2. See 21 C.F.R. § 170.3.

3. Id. at 21 C.F.R. 170.3(i). Safe or safety means "that there is a reasonable certainty in the minds of competent scientists that the substance is not harmful under the conditions of its intended use." FDA acknowledges that "[i]t is impossible in the present state of scientific knowledge to establish with complete certainty the absolute harmlessness of the use of any substance.
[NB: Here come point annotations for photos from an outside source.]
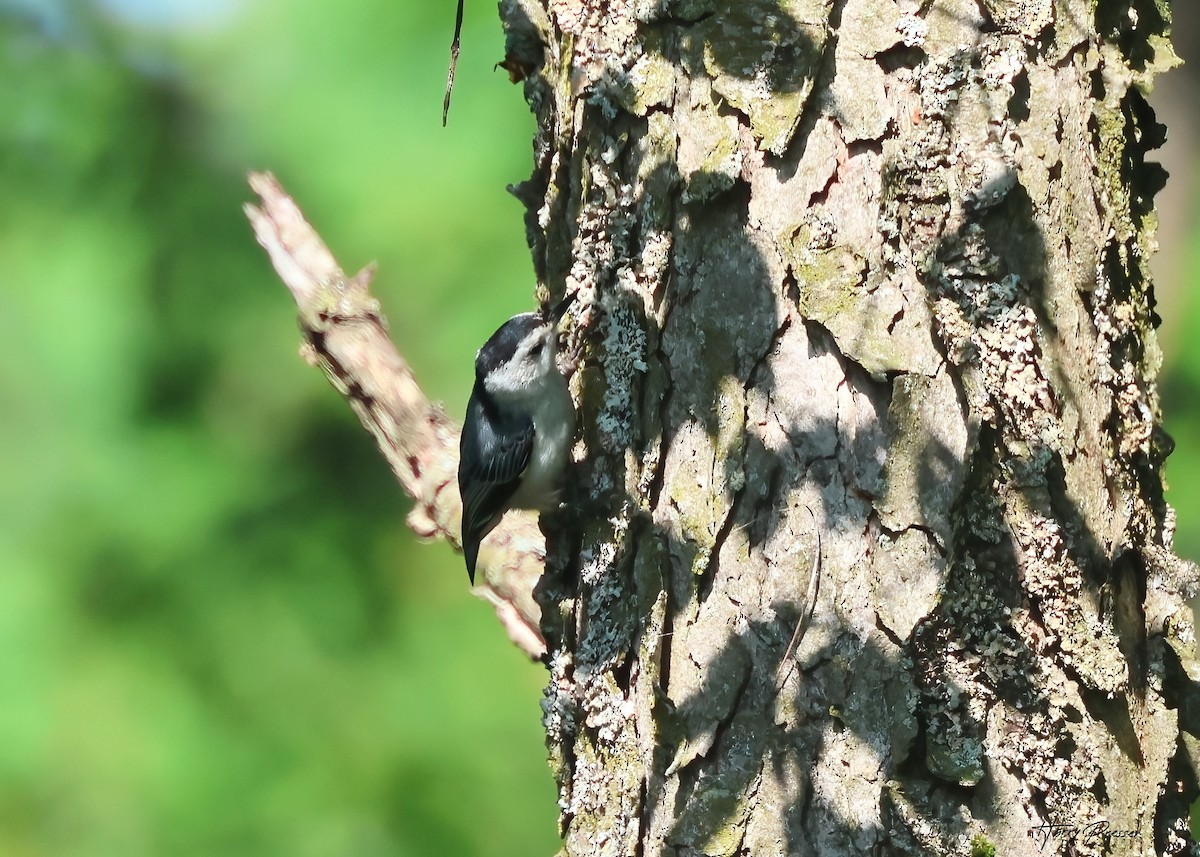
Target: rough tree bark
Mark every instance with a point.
(877, 327)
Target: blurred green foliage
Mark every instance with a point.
(216, 635)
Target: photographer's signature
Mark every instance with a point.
(1092, 833)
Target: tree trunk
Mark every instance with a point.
(877, 342)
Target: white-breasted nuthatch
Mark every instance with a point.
(520, 423)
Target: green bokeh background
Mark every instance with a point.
(216, 635)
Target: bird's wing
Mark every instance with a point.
(492, 475)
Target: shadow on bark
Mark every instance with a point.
(894, 706)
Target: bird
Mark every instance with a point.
(516, 437)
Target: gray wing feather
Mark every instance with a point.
(493, 454)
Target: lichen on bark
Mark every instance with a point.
(877, 310)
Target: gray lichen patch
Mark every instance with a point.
(761, 57)
(927, 459)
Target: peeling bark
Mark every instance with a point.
(876, 301)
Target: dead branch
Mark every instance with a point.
(346, 335)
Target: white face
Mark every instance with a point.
(532, 363)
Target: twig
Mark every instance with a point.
(345, 334)
(454, 64)
(810, 603)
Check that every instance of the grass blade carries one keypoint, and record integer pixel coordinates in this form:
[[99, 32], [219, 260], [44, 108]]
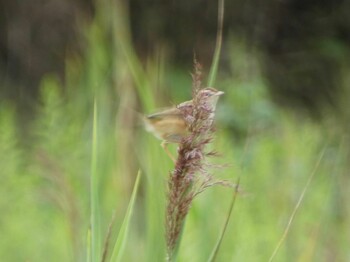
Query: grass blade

Safety may be determined by scientific procedures or by general recognition of safety."

4. FDA defines the UCR as "the slope of a straight line drawn from the lowest apparent effect dose to zero." See FDA, "Preparation of Food Contact Substance Notifications (Toxicology Recommendations): Guidance for Industry" (October 2021), available at: https://www.fda.gov/regulatory-information/search-fda-guidance-documents/guidance-industry-preparation-food-contact-substance-notifications-toxicology-recommendations.

5. See California Office of Environmental Health Hazard Assessment (OEHHA), "The Proposition 65 List," available at: https://oehha.ca.gov/proposition-65/proposition-65-list.

6. See footnote 4.

7. See FDA, "Guidance for Industry and Other Stakeholders: Redbook 2000 – Toxicological Principles for the Safety Assessment of Food Ingredients" (July 2007), available at: https://www.fda.gov/regulatory-information/search-fda-guidance-documents/guidance-industry-and-other-stakeholders-redbook-2000.

The content of this article is intended to provide a general guide to the subject matter. Specialist advice should be sought about your specific circumstances.